L’avvocato della difesa ai tempi del fermo chiese una perizia psicofisica per il ventenne sambenedettese: «E’ necessario verificare la capacità di intendere di volere del giovane». Il giudice dispose perizia rinviando il dibattimento con le conseguenti misure cautelari per gli indiziati.

A due mesi dal fatto il perito ha presentato al giudice la perizia finale, che secondo l’analisi vede il giovane Danilo incapace di intendere e di volere. Nello specifico incapace di comprendere la pericolosità e le conseguenze ai tempi del fatto.
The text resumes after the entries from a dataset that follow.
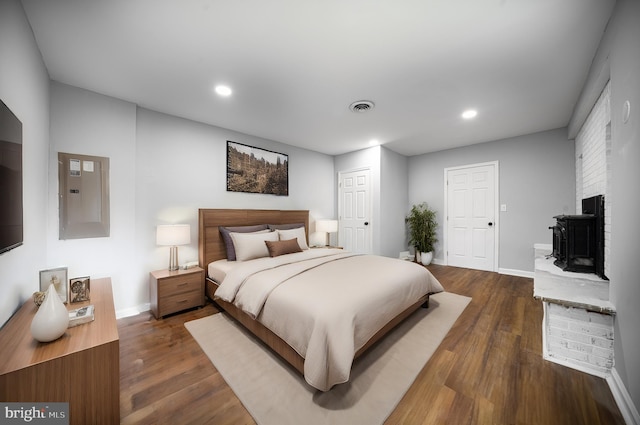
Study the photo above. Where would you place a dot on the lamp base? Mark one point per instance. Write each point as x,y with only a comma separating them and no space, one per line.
173,258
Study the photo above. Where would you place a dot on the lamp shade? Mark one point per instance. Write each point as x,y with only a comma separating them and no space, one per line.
173,234
327,226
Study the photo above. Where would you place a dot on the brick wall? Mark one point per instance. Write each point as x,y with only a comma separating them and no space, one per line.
581,338
593,162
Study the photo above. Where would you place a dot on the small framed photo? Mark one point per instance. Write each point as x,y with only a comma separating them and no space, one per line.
57,278
79,289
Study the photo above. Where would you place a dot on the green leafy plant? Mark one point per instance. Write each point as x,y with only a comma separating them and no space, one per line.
422,227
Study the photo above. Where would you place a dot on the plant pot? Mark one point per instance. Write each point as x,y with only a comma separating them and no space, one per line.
426,257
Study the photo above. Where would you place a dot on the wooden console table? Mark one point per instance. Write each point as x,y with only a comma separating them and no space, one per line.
82,367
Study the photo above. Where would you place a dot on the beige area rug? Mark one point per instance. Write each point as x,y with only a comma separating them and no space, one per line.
274,393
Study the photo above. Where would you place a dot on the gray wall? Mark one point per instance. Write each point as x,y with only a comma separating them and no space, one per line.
618,58
24,88
537,181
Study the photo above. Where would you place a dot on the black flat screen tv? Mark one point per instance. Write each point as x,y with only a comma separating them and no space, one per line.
11,221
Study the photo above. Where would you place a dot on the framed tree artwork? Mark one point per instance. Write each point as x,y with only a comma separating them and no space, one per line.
256,170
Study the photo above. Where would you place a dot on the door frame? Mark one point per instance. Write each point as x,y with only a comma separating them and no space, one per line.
496,207
369,207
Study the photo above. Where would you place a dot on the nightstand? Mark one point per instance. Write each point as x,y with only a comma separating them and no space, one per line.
173,291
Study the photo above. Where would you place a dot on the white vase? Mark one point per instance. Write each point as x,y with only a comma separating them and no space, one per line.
426,257
51,319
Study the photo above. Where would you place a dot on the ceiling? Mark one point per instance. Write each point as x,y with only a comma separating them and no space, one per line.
295,66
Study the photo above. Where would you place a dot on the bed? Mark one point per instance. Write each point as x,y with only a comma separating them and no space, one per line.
316,308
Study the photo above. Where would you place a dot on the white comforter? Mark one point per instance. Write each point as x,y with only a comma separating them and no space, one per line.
326,303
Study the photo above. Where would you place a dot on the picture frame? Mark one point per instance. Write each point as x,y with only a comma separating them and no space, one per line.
256,170
79,289
57,277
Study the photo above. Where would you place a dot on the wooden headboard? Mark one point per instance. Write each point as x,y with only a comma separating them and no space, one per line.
210,244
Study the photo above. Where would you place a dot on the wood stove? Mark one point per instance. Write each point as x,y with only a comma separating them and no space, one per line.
578,240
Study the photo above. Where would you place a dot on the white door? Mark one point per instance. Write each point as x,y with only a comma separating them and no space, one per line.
471,216
354,211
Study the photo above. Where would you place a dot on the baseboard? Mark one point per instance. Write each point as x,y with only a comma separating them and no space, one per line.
514,272
623,399
132,311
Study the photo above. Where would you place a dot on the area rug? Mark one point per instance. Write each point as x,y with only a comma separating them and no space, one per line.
274,393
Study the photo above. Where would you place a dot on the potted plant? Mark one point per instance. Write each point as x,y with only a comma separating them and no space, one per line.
422,231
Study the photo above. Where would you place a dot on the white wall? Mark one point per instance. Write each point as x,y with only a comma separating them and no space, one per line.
87,123
537,181
162,169
24,88
618,59
181,166
394,202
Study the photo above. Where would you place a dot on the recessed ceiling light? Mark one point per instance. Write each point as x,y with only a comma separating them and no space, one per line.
223,90
362,106
470,113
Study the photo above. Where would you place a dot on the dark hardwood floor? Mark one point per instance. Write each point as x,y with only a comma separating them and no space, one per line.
488,370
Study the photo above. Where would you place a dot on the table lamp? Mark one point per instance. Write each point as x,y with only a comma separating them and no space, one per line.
173,235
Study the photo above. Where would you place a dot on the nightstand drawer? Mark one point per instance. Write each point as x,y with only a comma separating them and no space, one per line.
179,302
172,291
179,284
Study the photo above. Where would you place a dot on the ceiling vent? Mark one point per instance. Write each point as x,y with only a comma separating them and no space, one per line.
361,106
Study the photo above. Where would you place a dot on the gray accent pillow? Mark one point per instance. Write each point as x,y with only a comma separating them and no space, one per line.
285,226
228,241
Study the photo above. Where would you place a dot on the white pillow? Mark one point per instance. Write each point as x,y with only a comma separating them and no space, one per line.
298,233
251,245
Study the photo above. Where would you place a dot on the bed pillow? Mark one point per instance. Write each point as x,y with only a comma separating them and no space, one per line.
285,226
283,247
252,245
228,242
297,233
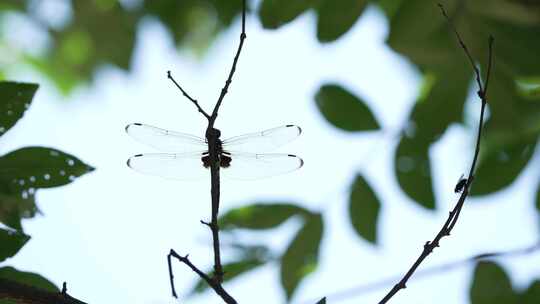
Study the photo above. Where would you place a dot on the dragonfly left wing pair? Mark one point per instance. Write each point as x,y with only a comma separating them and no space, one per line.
184,159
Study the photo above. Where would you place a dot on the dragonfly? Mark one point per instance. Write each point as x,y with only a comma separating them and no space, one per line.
186,156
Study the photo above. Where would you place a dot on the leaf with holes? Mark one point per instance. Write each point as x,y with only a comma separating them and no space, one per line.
491,285
27,278
39,167
275,13
12,242
260,216
344,110
15,98
335,18
302,256
15,207
364,209
413,171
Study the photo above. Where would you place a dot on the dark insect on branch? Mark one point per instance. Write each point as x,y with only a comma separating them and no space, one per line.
464,184
213,161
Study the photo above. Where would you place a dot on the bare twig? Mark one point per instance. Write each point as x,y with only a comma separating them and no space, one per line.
195,102
216,286
454,214
225,89
214,150
369,287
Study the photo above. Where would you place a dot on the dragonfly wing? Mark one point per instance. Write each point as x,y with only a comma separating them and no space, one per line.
250,166
181,166
165,140
263,141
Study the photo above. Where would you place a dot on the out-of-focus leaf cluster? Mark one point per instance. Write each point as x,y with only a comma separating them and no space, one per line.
22,173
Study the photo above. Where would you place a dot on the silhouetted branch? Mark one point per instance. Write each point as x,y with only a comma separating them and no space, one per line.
454,214
369,287
215,285
187,95
21,293
214,147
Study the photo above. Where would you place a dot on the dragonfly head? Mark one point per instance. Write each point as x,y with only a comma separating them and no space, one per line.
213,133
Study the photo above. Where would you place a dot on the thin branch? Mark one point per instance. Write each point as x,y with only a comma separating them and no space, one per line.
214,150
454,214
21,293
216,286
195,102
373,286
225,89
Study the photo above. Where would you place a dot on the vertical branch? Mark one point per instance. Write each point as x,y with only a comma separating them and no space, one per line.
454,214
225,89
214,151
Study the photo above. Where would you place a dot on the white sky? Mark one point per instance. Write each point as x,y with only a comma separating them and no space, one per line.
107,234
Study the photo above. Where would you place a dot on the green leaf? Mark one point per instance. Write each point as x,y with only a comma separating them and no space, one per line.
344,110
15,207
413,171
232,271
337,17
302,256
501,163
531,295
276,13
491,285
364,209
15,98
12,242
38,167
322,301
259,216
27,278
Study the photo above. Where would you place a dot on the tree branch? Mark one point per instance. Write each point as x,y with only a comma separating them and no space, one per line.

Aggiunge: «Affascinato da figure particolari…», forse riferendosi a personalità legate al mondo della “legalità battuta sul filo del rasoio”?

Segue, «se indotto a situazioni simili e senza una cura preventiva, non si esclude la possibilità che il giovane ricada nell’errore».
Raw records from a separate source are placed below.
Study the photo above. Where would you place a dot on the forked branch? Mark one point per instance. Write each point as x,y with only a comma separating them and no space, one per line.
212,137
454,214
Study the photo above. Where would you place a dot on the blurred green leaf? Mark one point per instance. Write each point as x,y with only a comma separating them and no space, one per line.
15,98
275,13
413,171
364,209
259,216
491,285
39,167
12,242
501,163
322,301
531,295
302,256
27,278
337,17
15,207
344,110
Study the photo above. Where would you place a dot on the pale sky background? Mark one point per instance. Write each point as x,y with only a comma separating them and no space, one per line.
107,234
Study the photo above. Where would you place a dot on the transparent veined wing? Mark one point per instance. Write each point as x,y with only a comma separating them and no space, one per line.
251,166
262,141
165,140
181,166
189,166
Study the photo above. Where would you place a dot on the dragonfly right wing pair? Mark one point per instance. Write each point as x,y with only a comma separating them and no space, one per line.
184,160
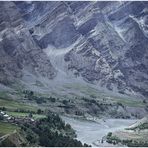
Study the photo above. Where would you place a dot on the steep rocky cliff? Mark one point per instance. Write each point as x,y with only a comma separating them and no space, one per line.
101,43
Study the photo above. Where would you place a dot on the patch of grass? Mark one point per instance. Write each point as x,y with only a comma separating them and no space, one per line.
13,105
4,95
7,128
20,114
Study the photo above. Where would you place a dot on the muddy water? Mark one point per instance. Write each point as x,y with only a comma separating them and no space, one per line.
91,132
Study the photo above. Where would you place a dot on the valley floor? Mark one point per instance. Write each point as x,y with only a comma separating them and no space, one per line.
92,133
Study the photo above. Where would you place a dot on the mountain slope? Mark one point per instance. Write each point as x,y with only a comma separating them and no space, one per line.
98,43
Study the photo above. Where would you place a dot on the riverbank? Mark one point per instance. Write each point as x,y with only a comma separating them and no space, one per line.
93,132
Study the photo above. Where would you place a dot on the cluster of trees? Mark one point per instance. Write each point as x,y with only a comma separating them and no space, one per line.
51,131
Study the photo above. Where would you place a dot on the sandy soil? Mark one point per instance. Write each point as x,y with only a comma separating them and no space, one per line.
92,132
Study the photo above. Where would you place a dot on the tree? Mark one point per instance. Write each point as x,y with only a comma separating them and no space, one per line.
39,111
30,115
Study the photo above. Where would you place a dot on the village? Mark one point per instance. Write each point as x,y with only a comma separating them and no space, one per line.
16,120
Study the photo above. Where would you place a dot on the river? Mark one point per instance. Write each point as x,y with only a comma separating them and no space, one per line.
91,132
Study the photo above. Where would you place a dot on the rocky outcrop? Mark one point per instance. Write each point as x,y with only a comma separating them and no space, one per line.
104,43
19,51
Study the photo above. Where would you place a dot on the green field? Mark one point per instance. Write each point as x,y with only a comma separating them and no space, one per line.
12,105
7,128
20,114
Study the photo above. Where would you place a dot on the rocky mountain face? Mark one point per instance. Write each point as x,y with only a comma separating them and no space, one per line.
102,43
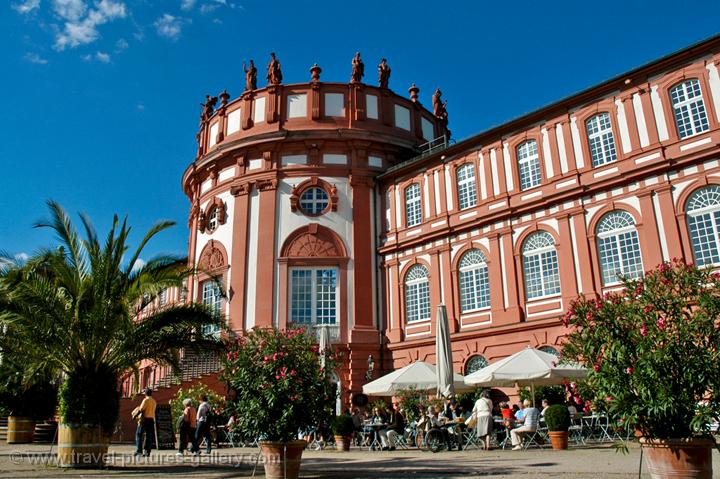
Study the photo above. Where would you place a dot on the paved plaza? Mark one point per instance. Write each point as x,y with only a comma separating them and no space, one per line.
586,462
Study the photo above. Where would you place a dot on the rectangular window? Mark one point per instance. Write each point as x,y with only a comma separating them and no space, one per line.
334,104
297,106
371,104
413,210
314,296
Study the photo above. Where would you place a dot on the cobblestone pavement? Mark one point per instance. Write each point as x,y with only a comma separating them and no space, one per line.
25,461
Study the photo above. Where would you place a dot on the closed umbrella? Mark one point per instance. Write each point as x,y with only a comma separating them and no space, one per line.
443,353
419,376
324,343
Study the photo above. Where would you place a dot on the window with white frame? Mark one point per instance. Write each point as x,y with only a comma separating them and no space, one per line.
601,139
417,294
314,201
474,284
212,297
540,266
618,248
703,216
212,219
528,165
467,190
475,363
313,295
413,210
689,108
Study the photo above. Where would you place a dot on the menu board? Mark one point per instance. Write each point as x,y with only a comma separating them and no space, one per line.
164,427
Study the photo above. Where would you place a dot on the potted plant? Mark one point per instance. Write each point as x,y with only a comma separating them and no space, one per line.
279,389
343,428
652,354
83,310
557,419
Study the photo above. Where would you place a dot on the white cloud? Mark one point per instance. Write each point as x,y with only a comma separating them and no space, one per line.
26,7
70,10
169,26
35,58
81,26
139,263
187,4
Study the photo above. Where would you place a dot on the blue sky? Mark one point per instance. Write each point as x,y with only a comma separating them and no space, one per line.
101,97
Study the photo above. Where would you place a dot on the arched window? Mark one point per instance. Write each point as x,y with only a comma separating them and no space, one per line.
528,165
703,214
212,298
600,139
314,201
540,265
467,191
549,350
413,211
417,294
689,108
474,285
212,219
475,363
618,247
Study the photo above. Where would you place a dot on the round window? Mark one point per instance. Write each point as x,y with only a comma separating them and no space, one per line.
212,219
314,201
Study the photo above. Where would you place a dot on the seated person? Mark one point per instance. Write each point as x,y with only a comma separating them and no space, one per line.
436,422
528,424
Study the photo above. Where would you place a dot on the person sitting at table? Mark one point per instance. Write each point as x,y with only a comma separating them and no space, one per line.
529,424
436,422
545,405
395,428
483,414
507,415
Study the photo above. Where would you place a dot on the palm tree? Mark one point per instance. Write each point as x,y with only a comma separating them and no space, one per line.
76,310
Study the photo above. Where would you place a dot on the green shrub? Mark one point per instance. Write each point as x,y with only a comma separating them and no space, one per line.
342,425
557,418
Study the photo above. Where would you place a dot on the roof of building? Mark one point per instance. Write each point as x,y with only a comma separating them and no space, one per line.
634,76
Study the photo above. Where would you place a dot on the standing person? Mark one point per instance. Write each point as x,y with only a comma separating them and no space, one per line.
145,415
483,414
202,428
529,422
187,428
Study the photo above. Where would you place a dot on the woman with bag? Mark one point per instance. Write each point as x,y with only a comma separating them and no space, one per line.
187,423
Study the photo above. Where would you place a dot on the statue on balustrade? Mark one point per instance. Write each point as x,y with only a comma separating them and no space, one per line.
250,76
358,69
207,108
274,75
383,73
440,107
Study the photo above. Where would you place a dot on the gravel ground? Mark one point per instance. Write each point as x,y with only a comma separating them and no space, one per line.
584,462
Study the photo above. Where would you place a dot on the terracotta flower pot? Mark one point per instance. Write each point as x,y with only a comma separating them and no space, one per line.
282,459
342,443
558,439
20,429
678,458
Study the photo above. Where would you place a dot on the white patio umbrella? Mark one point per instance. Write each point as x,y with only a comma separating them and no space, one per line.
324,343
443,355
529,367
419,375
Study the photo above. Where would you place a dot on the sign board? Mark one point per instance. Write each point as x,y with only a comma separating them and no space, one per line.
164,426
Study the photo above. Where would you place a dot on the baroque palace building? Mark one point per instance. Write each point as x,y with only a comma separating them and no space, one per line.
342,204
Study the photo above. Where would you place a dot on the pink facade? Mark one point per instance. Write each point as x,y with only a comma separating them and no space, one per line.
554,204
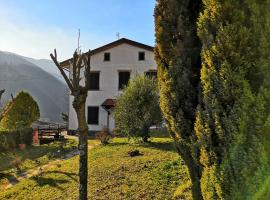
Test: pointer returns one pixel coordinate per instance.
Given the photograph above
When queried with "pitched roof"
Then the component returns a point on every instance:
(65, 63)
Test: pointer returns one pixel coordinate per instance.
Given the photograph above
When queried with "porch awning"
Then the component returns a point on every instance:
(108, 104)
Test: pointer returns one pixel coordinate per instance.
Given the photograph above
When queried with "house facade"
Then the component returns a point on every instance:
(112, 65)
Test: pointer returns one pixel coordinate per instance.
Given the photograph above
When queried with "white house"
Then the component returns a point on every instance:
(112, 65)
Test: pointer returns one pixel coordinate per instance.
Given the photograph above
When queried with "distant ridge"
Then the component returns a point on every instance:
(18, 73)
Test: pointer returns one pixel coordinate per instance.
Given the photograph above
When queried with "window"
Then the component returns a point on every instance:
(107, 56)
(94, 81)
(92, 115)
(123, 79)
(151, 74)
(141, 55)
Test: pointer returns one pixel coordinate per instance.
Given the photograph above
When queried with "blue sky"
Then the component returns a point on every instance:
(34, 28)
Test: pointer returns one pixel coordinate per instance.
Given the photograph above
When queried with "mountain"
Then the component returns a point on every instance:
(46, 65)
(18, 73)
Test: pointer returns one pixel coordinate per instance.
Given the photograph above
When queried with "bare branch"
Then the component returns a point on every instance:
(54, 58)
(87, 64)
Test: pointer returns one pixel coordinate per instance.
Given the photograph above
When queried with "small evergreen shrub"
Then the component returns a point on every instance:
(11, 139)
(104, 135)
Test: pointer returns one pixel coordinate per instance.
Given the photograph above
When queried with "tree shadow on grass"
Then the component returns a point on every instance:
(53, 182)
(164, 146)
(10, 177)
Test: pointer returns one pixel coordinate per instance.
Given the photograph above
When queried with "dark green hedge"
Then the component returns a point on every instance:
(10, 139)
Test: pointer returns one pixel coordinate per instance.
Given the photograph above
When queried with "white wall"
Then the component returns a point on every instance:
(123, 57)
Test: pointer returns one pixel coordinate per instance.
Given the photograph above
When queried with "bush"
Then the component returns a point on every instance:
(138, 108)
(104, 135)
(11, 139)
(23, 110)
Durante il dibattimento il giovane copre il suo volto con un paio di occhiali neri che non toglie nemmeno davanti al giudice, forse come “segno di sfida”? Ma la realtà dei fatti sembra essere un’altra: Danilo è affetto da problemi psicofisici indubbi.

Il secondo imputato, Antonio B. di Martinsicuro, è rimasto in sordina per tutto il processo pur avendo scontato 2 mesi di carcere cautelativo in attesa di giudizio. Tace fino alla fine quando trova il coraggio di esprimersi per chiarire la sua posizione: «Non credo di aver compiuto un reato, è stata una bravata nata per gioco e non con lo scopo di rapinare l’ufficio postale, se avessi voluto farlo ci andavo di giorno con il cappuccio e un’arma vera, giusto?».

Una vicenda che secondo la difesa di Antonio trova paragone con le classiche storie alla Totò e Peppino. Da una parte un “furfante” che furfante non sembrerebbe proprio esserlo e dall’altra un giovane che ignaro di tutto rimane nel mezzo e subisce le conseguenze di un processo.